# Exo Terra 24X18X24



## scrubbydan (Jan 31, 2012)

Hey I'm Dan, I just thought i'd throw up my progress on the viv so far. New to the hobby and this is the first one, but I've been doing tons of research and reading all the forums for a while now.

I used the GS pond foam and various driftwoods to sculpt the background. I did the back first and then the sides one at a time. I want to create terraces everywhere on the background to utilize the space well. I am pretty set on getting a pair of Leucs.
























The lights are 2 24" 24 watt T5's. I added some flat aggots to the terraces to give them a little zest!

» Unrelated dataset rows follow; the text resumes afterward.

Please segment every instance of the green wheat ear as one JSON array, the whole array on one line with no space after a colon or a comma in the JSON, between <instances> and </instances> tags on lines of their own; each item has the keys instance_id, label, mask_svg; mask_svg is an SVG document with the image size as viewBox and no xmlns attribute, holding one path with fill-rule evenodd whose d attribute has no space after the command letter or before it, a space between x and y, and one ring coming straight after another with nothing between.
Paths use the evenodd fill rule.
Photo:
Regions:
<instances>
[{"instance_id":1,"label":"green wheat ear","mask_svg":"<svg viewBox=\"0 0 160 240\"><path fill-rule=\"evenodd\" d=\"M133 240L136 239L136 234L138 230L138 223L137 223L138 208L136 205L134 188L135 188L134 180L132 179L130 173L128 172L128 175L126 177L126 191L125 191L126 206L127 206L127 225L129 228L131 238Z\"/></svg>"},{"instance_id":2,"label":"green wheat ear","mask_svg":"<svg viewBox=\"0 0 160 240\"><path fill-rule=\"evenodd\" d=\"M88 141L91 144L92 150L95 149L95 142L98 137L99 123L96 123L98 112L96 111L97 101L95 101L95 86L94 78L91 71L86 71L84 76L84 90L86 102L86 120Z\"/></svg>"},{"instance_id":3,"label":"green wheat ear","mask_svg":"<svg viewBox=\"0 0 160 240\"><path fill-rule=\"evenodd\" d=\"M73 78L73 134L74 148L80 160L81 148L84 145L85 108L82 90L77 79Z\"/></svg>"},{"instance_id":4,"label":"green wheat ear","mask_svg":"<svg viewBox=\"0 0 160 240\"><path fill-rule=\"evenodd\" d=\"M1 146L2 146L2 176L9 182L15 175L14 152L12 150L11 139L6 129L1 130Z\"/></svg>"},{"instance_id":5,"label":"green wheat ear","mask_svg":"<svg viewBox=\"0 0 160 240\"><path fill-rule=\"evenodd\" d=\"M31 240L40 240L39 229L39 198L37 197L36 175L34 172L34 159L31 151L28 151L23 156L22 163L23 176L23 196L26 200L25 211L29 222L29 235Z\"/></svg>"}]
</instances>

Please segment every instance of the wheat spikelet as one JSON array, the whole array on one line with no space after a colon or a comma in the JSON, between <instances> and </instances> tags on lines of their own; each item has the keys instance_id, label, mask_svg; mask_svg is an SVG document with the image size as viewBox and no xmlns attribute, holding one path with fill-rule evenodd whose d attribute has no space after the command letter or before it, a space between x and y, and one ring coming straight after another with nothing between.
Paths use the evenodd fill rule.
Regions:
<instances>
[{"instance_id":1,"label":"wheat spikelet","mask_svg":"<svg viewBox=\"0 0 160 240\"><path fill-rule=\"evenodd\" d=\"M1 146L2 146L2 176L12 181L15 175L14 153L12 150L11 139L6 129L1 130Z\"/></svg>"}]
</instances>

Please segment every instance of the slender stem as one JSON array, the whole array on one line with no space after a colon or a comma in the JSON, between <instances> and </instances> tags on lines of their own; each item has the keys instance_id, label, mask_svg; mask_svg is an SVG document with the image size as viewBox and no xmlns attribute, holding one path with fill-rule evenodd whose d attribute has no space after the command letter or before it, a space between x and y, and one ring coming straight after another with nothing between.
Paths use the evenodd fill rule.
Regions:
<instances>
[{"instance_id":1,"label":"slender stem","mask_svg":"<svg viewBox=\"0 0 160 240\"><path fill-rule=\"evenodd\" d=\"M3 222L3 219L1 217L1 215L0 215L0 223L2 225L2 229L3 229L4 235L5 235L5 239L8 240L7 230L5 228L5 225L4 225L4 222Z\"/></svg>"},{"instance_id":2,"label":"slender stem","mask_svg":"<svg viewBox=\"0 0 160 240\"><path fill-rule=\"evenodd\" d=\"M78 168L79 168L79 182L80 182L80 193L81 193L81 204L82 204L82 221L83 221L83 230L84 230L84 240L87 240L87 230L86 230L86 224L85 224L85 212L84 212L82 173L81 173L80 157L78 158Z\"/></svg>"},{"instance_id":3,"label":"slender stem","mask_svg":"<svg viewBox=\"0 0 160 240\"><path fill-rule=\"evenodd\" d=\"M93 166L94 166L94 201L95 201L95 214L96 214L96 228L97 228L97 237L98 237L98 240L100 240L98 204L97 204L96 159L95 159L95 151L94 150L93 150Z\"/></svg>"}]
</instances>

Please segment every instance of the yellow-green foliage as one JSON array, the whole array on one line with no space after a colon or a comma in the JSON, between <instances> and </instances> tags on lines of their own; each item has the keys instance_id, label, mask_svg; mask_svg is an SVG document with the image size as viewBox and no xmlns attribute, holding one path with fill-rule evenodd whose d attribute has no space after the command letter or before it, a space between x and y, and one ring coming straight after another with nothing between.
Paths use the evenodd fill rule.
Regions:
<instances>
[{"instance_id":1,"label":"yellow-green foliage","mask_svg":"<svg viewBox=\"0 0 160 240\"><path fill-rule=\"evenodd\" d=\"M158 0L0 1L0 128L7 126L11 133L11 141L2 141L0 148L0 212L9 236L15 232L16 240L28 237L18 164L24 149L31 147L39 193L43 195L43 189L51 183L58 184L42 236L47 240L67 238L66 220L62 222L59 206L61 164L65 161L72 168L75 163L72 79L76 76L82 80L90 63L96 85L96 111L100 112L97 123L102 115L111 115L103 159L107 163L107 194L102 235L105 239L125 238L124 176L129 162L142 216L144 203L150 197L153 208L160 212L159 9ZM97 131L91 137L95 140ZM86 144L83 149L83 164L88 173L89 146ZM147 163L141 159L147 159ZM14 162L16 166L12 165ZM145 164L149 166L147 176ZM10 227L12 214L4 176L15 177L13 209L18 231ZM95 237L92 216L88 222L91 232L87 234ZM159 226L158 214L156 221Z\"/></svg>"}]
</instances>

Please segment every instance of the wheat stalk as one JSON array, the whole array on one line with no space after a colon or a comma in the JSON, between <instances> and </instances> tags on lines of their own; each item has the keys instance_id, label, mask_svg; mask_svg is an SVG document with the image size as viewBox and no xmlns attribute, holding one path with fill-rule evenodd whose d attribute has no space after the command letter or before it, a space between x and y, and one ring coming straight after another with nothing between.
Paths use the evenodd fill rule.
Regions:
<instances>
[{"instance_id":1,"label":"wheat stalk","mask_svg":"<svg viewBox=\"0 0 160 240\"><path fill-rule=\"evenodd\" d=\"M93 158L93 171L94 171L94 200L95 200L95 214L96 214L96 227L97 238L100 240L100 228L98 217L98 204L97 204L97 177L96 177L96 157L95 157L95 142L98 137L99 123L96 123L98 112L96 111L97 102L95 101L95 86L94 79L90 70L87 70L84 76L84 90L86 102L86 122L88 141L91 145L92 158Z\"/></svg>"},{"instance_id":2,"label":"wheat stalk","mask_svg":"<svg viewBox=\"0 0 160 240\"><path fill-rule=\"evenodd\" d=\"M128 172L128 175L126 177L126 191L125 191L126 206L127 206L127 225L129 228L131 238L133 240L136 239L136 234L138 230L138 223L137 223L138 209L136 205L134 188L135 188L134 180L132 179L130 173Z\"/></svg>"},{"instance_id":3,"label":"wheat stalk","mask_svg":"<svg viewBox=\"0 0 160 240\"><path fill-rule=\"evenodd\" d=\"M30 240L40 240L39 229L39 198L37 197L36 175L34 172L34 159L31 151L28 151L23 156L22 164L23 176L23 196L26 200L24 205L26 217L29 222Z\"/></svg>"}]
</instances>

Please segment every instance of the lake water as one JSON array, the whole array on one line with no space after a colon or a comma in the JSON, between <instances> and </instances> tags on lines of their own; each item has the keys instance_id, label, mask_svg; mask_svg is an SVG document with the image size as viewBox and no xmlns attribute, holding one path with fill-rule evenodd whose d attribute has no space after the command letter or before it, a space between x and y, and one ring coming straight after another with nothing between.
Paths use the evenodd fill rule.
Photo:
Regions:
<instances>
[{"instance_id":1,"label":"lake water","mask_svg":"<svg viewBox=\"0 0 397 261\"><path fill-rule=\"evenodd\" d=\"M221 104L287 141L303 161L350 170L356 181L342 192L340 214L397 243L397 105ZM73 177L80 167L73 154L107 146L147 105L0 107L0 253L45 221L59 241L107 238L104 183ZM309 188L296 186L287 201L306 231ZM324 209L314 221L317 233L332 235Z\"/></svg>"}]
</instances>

I had read about Grapewood constantly molding and decomposing quick so I tore that out (which was on the left side) and replaced it with some Malaysian Driftwood (pics of this soon to come). The bottom will be Hydroton and ABG mix with Magnolia and Sea Grape leaf litter. I just need to buy a glass drill bit and put a few holes in for vents on the glass top. I will be covering the front vent and the top vents with noseeum screen. Plants and Springtails should be shipping soon with luck!


----------



## c81kennedy (Dec 24, 2010)

Looking good so far keep up the good work.


----------



## scrubbydan (Jan 31, 2012)

Okay here are some of the updated pics! I got all the coco-fiber/silicone done and also swapped out the old Grapewood with some Malaysian Driftwood. Love the new look and got a cool little bridge and some more terraces out of it. I also added the Hydroton and ABG.


----------



## scrubbydan (Jan 31, 2012)

I threw a few types of Selaginella until my big order of plants arrives tomorrow! I made the top into a little section of screen and frame because I failed at drilling glass  (think I will try a diamond blade in the near future because I like the looks of the hole vents!) I also added a bunch of aggots in the ABG and in the front of the Hydroton to spice it up. The Springtails are coming with my big plant order, so i'm waiting to throw all my leaflitter in till I mix them in with my ABG and finish all the planting! Lemme know what ya think.


----------



## bratyboy2 (Jan 29, 2010)

Looking real good


----------



## MKammerer (Apr 21, 2008)

That's good to look really nice when planted, I like the way you positioned the wood.


----------



## Brian317 (Feb 11, 2011)

I really like it ! Looks great !


----------



## scrubbydan (Jan 31, 2012)

Here it is all planted with the leaf litter added. I ordered the plants from NE Herp and they all arrived looking beautiful. Turned out real nice and feels good to just look at it now!


----------



## bratyboy2 (Jan 29, 2010)

Wow! Total difference! Looks great.


----------



## Thomas01 (Jan 13, 2012)

scrubbydan said:


> Hey I'm Dan, I just thought i'd throw up my progress on the viv so far. New to the hobby and this is the first one, but I've been doing tons of research and reading all the forums for a while now.
> 
> I used the GS pond foam and various driftwoods to sculpt the background. I did the back first and then the sides one at a time. I want to create terraces everywhere on the background to utilize the space well. I am pretty set on getting a pair of Leucs.
> 
> ...






Where did you get the glass lid for the Exo? If you made it can you tell me how? Thanks.

Tom


----------



## scrubbydan (Jan 31, 2012)

I just measured what I would need to cover the whole top with glass (so it sits nice on that plastic lip) and then made it like 1 1/2" shorter, so I would have room to put in the screen above the front door. The screen frame kit you have to cut to size and it can be found at Menards and Home Depot. I used my no seeum screen for this as well for this. I also drilled a little hole in the screen frame on one side so I could put my thermo/hygrometer inside. The only thing I am not sure of is how to seal this good where the screen meets the glass so I can still remove both pieces. I was thinking of finding some sort of t support beam to go between the two pieces. Any thoughts would be helpful!


----------



## scrubbydan (Jan 31, 2012)

Here are some more recent pic's after another plant order and a few other goodies. I added more moss, more columnea carnival, ficus pumilia in the corners, and another Ionantha. I also broke down and had to order a MistKing system. I love the fine mist it produces and it's nice to be able to leave the viv alone for longer periods. I saw these little R2 moonlight led strips too and it turned out to be the perfect size for the tank. I think there are still enough completely dark spots for the frogs?


----------



## crested (May 15, 2011)

Looking great, like the plant selection, that should fill in very nicely!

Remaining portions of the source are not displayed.